A power station online is equivalent to union the two connected components of the adjacent power stations of the new online power station.

Solution
class Solution:
    def processQueries(self, c: int, connections: List[List[int]], queries: List[List[int]]) -> List[int]:
        # reverse union find
        parent=[i for i in range(c)]
        min_value=[c+1 for i in range(c)]
        def find(x):
            if parent[x]!=x:
                parent[x]=find(parent[x])
            return parent[x]
        def union(x,y):
            # set parent of y to x, require x is on.
            # print(f'merge{x}:{y}')
            x=find(x)
            y=find(y)
            if x!=y:
                # print(f'setp[{y}] to {x}')
                parent[y]=x
                min_value[x]=min(min_value[x],min_value[y])
        on=[0]*c
        for code,i in queries:
            if code==2:
                on[i-1]+=1
        # connect initial 
        adj=[[] for _ in range(c)]
        for a,b in connections:
            adj[a-1].append(b-1)
            adj[b-1].append(a-1)
        for i in range(c):
            if on[i]==0:
                min_value[find(i)]=min(min_value[find(i)],i)

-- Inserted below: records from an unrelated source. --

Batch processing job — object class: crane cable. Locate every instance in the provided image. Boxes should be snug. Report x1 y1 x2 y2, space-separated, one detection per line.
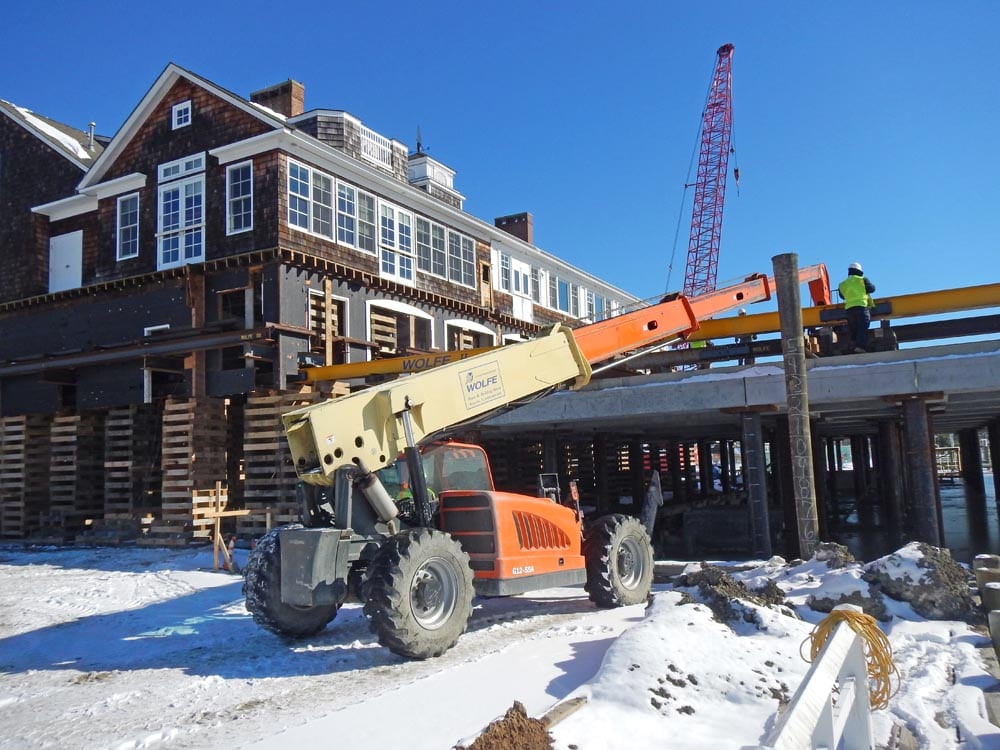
799 609 900 711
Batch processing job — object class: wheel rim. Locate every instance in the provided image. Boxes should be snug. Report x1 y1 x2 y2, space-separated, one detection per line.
410 557 458 630
618 537 646 589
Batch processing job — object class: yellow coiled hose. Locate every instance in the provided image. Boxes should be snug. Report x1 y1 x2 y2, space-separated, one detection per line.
799 609 899 710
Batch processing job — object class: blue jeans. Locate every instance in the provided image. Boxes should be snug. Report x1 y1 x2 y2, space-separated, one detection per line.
844 307 872 349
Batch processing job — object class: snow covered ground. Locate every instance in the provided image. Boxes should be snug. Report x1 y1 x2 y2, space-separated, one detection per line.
0 546 1000 750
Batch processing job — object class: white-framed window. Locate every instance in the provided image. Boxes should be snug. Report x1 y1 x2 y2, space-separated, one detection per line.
396 211 413 256
379 203 396 248
170 99 191 130
288 161 310 229
379 203 413 284
115 193 139 260
337 181 358 247
157 152 205 182
312 172 333 240
500 253 510 292
288 159 333 240
156 175 205 269
226 161 253 234
431 224 448 278
556 279 570 313
417 216 432 273
448 232 476 286
358 190 376 253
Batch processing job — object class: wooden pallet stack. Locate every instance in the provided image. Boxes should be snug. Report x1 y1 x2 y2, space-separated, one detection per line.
558 440 599 498
0 414 49 539
236 391 322 538
140 398 226 545
104 404 161 518
43 412 104 541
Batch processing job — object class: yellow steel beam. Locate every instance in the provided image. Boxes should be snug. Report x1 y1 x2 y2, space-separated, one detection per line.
299 346 496 383
687 284 1000 341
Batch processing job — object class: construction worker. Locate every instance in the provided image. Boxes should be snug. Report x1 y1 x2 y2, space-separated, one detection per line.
837 263 875 354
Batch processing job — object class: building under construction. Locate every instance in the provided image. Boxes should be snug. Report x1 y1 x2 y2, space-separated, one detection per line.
0 65 636 544
0 65 1000 555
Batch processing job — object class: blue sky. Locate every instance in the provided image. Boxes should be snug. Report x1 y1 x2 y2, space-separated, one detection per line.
0 0 1000 297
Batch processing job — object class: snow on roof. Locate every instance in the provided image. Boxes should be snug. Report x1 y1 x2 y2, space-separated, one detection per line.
8 102 92 161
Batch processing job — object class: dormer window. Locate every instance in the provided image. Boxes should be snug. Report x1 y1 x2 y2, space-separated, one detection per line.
170 99 191 130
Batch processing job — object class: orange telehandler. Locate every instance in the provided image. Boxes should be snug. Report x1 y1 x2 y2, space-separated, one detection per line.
244 267 828 659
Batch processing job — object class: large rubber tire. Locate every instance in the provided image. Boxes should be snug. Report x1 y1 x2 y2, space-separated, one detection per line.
365 528 473 659
583 514 653 607
243 523 338 638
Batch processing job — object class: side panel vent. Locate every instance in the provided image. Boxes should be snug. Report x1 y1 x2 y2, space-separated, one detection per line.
513 511 569 549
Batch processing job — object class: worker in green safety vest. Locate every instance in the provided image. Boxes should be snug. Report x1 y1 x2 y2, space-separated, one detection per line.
837 263 875 354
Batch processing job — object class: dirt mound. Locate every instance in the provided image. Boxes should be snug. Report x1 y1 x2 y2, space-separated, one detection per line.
864 542 982 624
456 701 552 750
674 563 785 622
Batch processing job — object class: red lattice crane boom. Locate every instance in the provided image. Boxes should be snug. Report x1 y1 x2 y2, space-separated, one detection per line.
684 44 735 296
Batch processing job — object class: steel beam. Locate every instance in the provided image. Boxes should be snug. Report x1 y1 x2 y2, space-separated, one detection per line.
687 284 1000 340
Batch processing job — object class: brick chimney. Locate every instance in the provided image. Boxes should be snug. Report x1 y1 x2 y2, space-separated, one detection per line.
250 78 306 117
493 211 535 245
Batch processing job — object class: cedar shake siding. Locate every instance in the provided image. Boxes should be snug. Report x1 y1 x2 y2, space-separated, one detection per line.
0 113 83 302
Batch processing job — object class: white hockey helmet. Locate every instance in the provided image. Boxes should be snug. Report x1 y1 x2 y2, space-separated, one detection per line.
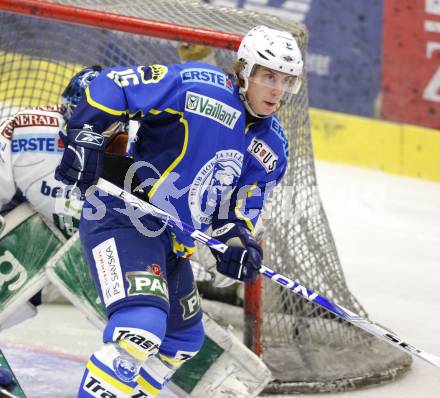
237 26 304 117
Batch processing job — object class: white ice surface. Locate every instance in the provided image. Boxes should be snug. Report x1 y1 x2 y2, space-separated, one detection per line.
0 162 440 398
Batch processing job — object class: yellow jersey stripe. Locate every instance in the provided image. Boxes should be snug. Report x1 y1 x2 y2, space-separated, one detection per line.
86 87 128 116
148 108 188 199
87 361 133 394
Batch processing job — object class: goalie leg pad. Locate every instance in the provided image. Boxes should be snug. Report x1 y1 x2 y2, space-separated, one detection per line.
78 306 167 398
132 321 205 398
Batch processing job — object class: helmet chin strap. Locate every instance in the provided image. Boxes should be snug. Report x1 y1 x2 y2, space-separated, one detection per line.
238 87 275 119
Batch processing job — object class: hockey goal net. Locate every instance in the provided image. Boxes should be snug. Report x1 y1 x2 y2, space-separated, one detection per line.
0 0 411 392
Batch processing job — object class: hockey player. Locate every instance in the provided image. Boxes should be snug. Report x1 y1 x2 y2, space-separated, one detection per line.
0 66 101 237
55 26 303 398
0 66 117 330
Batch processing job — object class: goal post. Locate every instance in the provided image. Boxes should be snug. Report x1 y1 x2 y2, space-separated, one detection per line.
0 0 411 393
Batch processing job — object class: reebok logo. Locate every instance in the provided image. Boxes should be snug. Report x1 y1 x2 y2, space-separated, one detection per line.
185 91 241 130
75 130 104 147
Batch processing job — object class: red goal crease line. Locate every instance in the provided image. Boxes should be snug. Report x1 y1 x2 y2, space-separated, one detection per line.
0 0 243 51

            for j in adj[i]:
                union(i,j)
        result=[]
        for code,i in queries[::-1]:
            i-=1
            if code==1:
                # print(min_value,parent,on,i)
                if on[i]==0:
                    result.append(i+1)
                else:
                    val=min_value[find(i)]
                    # print(val,i)
                    result.append(val+1 if val!=c+1 else -1)
            else:
                on[i]-=1
                if on[i]==0:
                    min_value[find(i)]=min(min_value[find(i)],i)
        return result[::-1]